I'm so lucky Otto was willing to wait for the check.  
This was a very good day.

Tuesday, October 5, 2010

4 years ago - how pretty I was

I just discovered these photos on my brother's computer.  They were taken at his wedding and the day before.  I'm horrified at how much better I looked then than I do now.  I look so much more alive.


Check out my muscles!  Granted, I was teaching breakdancing and actively using my body 20+ hours a week.  But still!  I haven't danced like a joyful fool in such a long time.  From 1998-2006 I experienced multiple deep depressions, but I also became a hip hop dance teacher, of all things.  I lived for the exhilaration of moving to house music in the middle of the night in basement clubs full of amazing dancers.  Now I never dance.  I almost never go out at night.

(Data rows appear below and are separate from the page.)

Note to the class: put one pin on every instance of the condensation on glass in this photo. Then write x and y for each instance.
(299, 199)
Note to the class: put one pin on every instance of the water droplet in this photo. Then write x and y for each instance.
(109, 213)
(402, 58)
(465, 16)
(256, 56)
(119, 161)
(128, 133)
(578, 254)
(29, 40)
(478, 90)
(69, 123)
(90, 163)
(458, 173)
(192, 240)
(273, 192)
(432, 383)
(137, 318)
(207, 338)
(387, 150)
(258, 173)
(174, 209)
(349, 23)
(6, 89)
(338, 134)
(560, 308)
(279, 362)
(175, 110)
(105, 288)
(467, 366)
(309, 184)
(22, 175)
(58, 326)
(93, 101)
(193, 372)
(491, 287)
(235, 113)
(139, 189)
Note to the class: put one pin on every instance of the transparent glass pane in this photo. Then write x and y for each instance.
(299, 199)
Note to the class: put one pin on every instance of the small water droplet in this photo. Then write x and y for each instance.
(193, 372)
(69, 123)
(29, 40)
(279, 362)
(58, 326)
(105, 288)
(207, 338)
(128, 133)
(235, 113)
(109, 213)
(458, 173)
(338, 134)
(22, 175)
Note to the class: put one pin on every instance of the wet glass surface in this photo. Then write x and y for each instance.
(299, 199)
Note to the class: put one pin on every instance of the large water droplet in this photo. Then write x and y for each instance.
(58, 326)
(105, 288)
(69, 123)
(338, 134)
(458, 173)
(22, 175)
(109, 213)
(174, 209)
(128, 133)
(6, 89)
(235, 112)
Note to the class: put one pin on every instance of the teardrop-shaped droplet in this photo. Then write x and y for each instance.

I've been trying to get this haircut back.  What's so hard about it?  I wonder if my hair is dry and brittle now from all the pills, or from the botched bleach job I got after the accident in Managua.  I was afraid of people recognizing me as the killer gringa.  I thought if I turned blonde I might be mistaken for a different gringa - from the Peace Corps, or one of the evangelical churches.  The pink stripes looked wicked cool with the oversized sunglasses.  My brother looks pretty happy too.

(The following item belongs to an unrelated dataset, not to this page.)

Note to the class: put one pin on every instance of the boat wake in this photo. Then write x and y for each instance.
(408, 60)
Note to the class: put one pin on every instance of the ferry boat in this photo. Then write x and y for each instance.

I know I was having a lot of trouble with depression then as well, so what's the big difference?  Just age?    Or being more physically active?  Or having hot pink stripes in my hair?  
I got the pink stripes to match a costume for a huge rave I was performing at.
This was also around the time when I dated an emotionally competent drug dealer who drove me around in his Escalade and only wore brand-new shiny white Nikes.  I discovered he was a drug dealer when he left several thousand dollars in one of his show boxes at my house.  He was emotionally competent because he learned to be a peer counselor in jail.
So one could argue I'm more stable now - no late nights, way less drinking, a stable relationship, a great dog.
But also no dancing, not much exhilaration.  It shows in my skin.